The investment bank added: “A strong El Niño event could occur in the second half of 2026, potentially triggering new food supply shocks in the same way oil and fertilizer pressures are moving through the food chain.”
Among Southeast Asian countries, the central bank expects Singapore and the Philippines to be directly exposed to global food price shocks due to their status as net food importers.
Other regions in Southeast Asia also remain vulnerable to food price shocks. Malaysia and Indonesia may seem more isolated because of their palm oil industries, but if the palm oil sector is not taken into account, both would be net food importers, the report said.

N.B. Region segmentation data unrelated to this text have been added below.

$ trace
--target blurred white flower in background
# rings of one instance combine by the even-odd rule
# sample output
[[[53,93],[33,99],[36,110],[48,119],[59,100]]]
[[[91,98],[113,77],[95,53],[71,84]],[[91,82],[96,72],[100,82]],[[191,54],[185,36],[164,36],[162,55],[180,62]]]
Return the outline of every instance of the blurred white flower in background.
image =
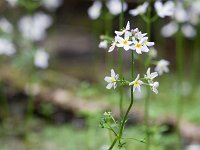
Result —
[[[106,1],[106,7],[108,8],[109,12],[112,15],[118,15],[122,11],[122,5],[120,0],[107,0]],[[126,11],[128,8],[127,3],[123,4],[123,10]],[[88,8],[88,16],[92,20],[96,20],[101,15],[101,9],[102,9],[102,2],[99,0],[96,0],[93,2],[92,6]]]
[[[182,25],[181,31],[185,35],[185,37],[187,37],[187,38],[193,38],[193,37],[196,36],[196,30],[190,24],[184,24],[184,25]]]
[[[62,5],[63,0],[42,0],[42,5],[50,11],[56,10]]]
[[[163,37],[171,37],[178,31],[178,25],[175,21],[172,21],[161,29],[161,34]]]
[[[132,16],[142,15],[146,13],[148,6],[149,6],[149,3],[145,2],[142,5],[139,5],[138,7],[136,7],[135,9],[131,9],[129,11],[129,14]]]
[[[106,2],[106,6],[112,15],[118,15],[122,11],[122,4],[120,0],[109,0]],[[128,8],[127,3],[124,3],[123,10],[126,11],[127,8]]]
[[[109,76],[106,76],[104,78],[104,80],[106,82],[108,82],[108,85],[106,86],[107,89],[111,89],[112,87],[115,89],[117,87],[117,80],[119,78],[119,75],[118,74],[115,74],[115,71],[113,69],[111,69],[110,71],[110,77]]]
[[[15,54],[15,52],[15,46],[9,39],[0,38],[0,55],[10,56]]]
[[[11,33],[13,31],[13,26],[6,18],[0,18],[0,30],[5,33]]]
[[[149,49],[149,56],[151,57],[151,58],[156,58],[157,57],[157,55],[158,55],[158,52],[157,52],[157,50],[154,48],[154,47],[151,47],[150,49]]]
[[[46,69],[49,65],[49,54],[43,49],[39,48],[34,56],[34,64],[36,67]]]
[[[158,72],[159,75],[162,75],[164,72],[169,72],[169,61],[165,60],[165,59],[161,59],[160,61],[158,61],[155,71]]]
[[[100,1],[94,1],[92,6],[88,8],[88,15],[92,20],[99,18],[101,15],[102,3]]]
[[[174,19],[179,23],[183,23],[189,20],[187,11],[183,7],[183,3],[178,2],[174,9]]]
[[[174,2],[167,1],[164,4],[162,4],[161,1],[156,1],[154,4],[155,10],[161,18],[164,18],[166,16],[172,16],[174,12]]]
[[[11,7],[15,7],[18,3],[18,0],[6,0]]]
[[[129,86],[133,86],[133,92],[135,92],[135,89],[137,89],[138,92],[141,92],[142,84],[143,84],[143,82],[140,80],[140,74],[138,74],[136,79],[129,83]]]
[[[194,38],[196,36],[195,28],[189,24],[185,23],[180,26],[183,35],[187,38]],[[178,24],[175,21],[168,23],[161,29],[161,34],[163,37],[171,37],[178,31]]]
[[[39,12],[34,16],[24,16],[18,26],[22,36],[33,41],[41,41],[46,36],[46,30],[52,24],[50,16]]]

More than 90% of Thailand’s fertilizers are imported, Goldman said, exposing the country to global food price shocks through rising food input prices.
Fuel shortages caused by the Iran war are likely to show up in food prices. According to a paper from the London School of Economics and Political Science, changes in oil prices are transmitted rapidly along the supply chain because energy is a major production input and transportation cost for goods such as food.
Continued disruptions to oil supplies could further increase prices and impact availability of fertilizers from the Middle East, according to the OECD report. “This could impact the 2026-2027 planting and harvest season, leading to lower yields and higher food prices in the long term,” the report said.
The Goldman report estimates that, when shocks from oil and fertilizer fluctuations and the effects of El Niño are combined, food inflation in Southeast Asia would rise by an average of 1 percentage point after six months, 2.1 percentage points after 12 months, and slow to 2 percentage points after 18 months.
The report added: “These estimates should not be interpreted as a prediction of overall food inflation, but as additional pressures on top of normal food inflation trends.”